24. 1962: Yankees over Giants
The Yankees managed to hold down Willie Mays, who hit just .250 with one RBI. Ralph Terry pitched a four-hit shutout in Game 7 to take MVP honors.
25. 1934: Cardinals over Tigers
The Cards are the kings of the seven-game World Series, having won eight of them (the Yankees are second with five). Brothers Dizzy and Daffy Dean won all four games for St. Louis.
26. 1979: Pirates over Orioles
Willie Stargell hit the trifecta in ’79: He won NL, NLCS and World Series MVP Award. “Pops” batted .400 with three homers in the Fall Classic and led the Pirates back from a 3-1 deficit.
27. 1947: Yankees over Dodgers
The key was Game 5, which the Yankees won, 2-1, behind a complete game from rookie Spec Shea and a Joe DiMaggio home run.

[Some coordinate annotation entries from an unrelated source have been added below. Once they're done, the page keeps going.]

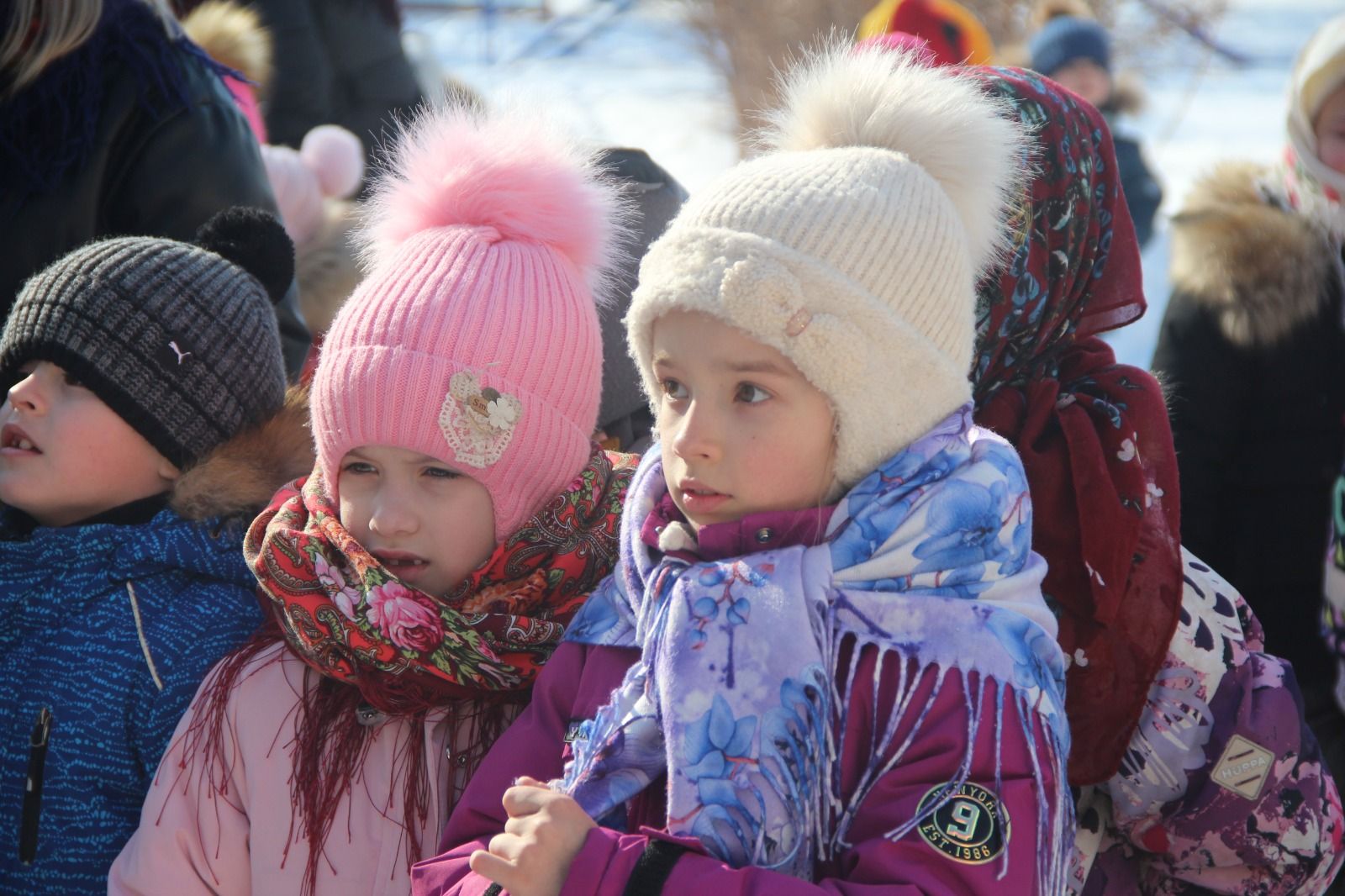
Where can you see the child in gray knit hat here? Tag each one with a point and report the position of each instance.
(145, 417)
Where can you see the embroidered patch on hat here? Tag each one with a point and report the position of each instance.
(1244, 767)
(175, 353)
(477, 421)
(972, 828)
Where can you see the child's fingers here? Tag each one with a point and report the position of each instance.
(506, 846)
(493, 868)
(525, 799)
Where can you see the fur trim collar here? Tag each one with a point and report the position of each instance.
(1262, 266)
(233, 35)
(240, 477)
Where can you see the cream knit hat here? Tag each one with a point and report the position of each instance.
(854, 245)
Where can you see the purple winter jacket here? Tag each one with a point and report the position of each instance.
(580, 678)
(966, 851)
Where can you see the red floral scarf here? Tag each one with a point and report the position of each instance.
(1093, 435)
(378, 643)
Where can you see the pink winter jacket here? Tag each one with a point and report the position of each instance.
(245, 842)
(580, 678)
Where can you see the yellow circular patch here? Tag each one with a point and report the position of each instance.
(970, 828)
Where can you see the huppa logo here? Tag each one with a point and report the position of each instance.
(972, 828)
(1244, 767)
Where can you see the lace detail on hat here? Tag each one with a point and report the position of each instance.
(477, 421)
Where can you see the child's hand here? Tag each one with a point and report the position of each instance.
(542, 835)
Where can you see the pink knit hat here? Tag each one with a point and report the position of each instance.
(475, 335)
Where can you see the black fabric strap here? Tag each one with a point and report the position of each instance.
(654, 868)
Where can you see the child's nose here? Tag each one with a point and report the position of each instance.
(26, 394)
(392, 515)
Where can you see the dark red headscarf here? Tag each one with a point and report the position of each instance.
(1094, 435)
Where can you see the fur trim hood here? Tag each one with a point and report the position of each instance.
(1237, 249)
(232, 35)
(240, 477)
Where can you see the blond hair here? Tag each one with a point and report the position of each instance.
(40, 31)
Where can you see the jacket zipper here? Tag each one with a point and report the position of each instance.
(33, 788)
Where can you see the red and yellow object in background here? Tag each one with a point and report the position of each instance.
(955, 35)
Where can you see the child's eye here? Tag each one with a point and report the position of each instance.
(751, 394)
(441, 472)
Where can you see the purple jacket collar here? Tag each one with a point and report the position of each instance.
(767, 530)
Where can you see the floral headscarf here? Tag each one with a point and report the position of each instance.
(380, 645)
(1094, 435)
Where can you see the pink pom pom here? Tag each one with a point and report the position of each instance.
(510, 171)
(336, 156)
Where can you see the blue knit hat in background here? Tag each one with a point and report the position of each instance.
(1066, 40)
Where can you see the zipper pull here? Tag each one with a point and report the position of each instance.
(33, 788)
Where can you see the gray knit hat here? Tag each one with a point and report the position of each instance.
(181, 342)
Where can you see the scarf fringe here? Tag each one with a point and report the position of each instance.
(1055, 814)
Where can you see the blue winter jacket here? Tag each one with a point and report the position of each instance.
(111, 630)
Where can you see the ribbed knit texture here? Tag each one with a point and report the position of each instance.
(178, 340)
(514, 314)
(853, 262)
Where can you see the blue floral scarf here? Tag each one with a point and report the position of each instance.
(736, 693)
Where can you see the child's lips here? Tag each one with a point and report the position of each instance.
(403, 564)
(697, 498)
(17, 443)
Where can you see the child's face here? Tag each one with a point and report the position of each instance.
(1331, 131)
(428, 524)
(1087, 78)
(741, 430)
(66, 456)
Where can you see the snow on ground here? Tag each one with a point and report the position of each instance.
(645, 80)
(1203, 109)
(642, 81)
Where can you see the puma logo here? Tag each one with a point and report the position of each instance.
(178, 351)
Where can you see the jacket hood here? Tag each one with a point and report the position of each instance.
(1241, 252)
(233, 35)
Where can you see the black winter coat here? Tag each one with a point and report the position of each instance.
(147, 172)
(1253, 351)
(335, 62)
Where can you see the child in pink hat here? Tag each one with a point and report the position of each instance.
(457, 517)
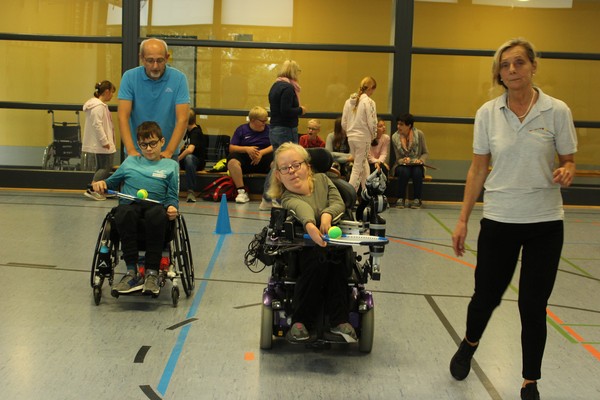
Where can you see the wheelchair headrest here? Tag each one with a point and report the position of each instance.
(320, 159)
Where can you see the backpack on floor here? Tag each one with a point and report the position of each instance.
(221, 186)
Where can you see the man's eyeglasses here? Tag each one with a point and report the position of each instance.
(151, 144)
(151, 61)
(290, 168)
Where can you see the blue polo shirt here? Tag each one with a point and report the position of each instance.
(154, 100)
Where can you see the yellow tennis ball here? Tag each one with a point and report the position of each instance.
(142, 194)
(334, 232)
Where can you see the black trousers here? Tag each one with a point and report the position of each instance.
(498, 249)
(145, 221)
(322, 281)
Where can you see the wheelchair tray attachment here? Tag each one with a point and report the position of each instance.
(356, 240)
(130, 197)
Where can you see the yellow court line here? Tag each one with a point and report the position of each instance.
(591, 349)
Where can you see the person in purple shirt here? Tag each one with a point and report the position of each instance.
(250, 151)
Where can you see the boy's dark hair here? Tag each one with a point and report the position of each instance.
(407, 119)
(148, 129)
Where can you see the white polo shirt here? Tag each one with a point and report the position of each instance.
(519, 189)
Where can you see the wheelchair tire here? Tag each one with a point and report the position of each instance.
(97, 295)
(266, 328)
(367, 330)
(183, 255)
(175, 295)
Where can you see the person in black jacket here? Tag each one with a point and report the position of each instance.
(284, 101)
(191, 157)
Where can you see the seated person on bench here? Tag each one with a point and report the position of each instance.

28. 1956: Yankees over Dodgers
This series is best remebered for Don Larsen’s perfect game in Game 5 and a classic Game 6, when Clem Labine pitched 10 shutout innings and Jackie Robinson had the walk-off single. But the Yankees finished off the Dodgers with a crushing 9-0 victory in Game 7.
29. 1952: Yankees over Dodgers
The Dodgers were trying to finally break the Yankees’ spell, and they loaded the bases in the seventh inning of Game 7, down two runs. With two outs, Jackie Robinson hit a blooper that seemed a sure hit, but second baseman Billy Martin made a lunging stab, ending Brooklyn’s hopes.
30. 1940: Reds over Tigers
Paul Derringer pitched brilliantly in Game 7, and Billy Myers plated the decisive run with a sacrifice fly in the seventh inning, as the Reds took what had otherwise been a pretty bland series.
31. 1967: Cardinals over Red Sox
Game 1 was close (Gibson pitched well and the Cards won, 2-1) but none of the others really were. Gibson won three games and his second World Series MVP Award.
32. 1985: Royals over Cardinals
It’s not great when a World Series is remembered almost entirely for a blown umpire call. Don Denkinger missed calling out Jorge Orta in the ninth inning of Game 6, forever changing baseball history. Royals fans insist that they would have won anyway and they have a point: St. Louis scored just 13 runs all series, the fewest ever for a team in a seven-game World Series.
33. 1955: Dodgers over Yankees
It wasn’t all that memorable after a good Game 1, but there was plenty of emotion when Johnny Podres pitched the Game 7 shutout to finally give the Dodgers a World Series title over the Yankees.
34. 1982: Cardinals over Brewers
The Brewers won Games 4 and 5 to put them just one victory away from their first championship. And the Crew briefly led in Game 7. But the Cardinals came right back to take the lead and added some insurance runs in the eighth to win a relatively spiceless series.
35. 1945: Tigers over Cubs
Game 6, which included a big Tigers comeback and the Cubs finally winning in the 12th on Stan Hack’s walk-off double, saved this from being the least-memorable seven-game series.
36. 1909: Pirates over Tigers
The first seven-game World Series was not really notable for much. Ty Cobb was held in check, hitting just .231, while fellow Hall of Famer Honus Wagner batted .333 and drove in six runs for the Bucs.
37. 1931: Cardinals over Athletics
There were no one-run games in this series. St. Louis’s Pepper Martin did have a spectacular showing, hitting .500 and scoring five runs.
38. 1968: Tigers over Cardinals
You would expect close games in the year of the pitcher, but there were none in this series. The Tigers won the final two games by a combined score of 17-2. Game 7 did seem to be shaping up into a classic duel between Gibson and Mickey Lolich, but the Tigers scored three in the seventh on four consecutive hits.
39. 1987: Twins over Cardinals
There were no extra-inning games. There were no one-run games. Game 7 was OK, but unmemorable for any non-Twins fan (the Minnesota faithful surely remember Dan Gladden’s run-scoring double in the eighth). The Twins also outscored the Cardinals, 38-26. This may rate as the least dramatic seven-game World Series, but at least it went the distance.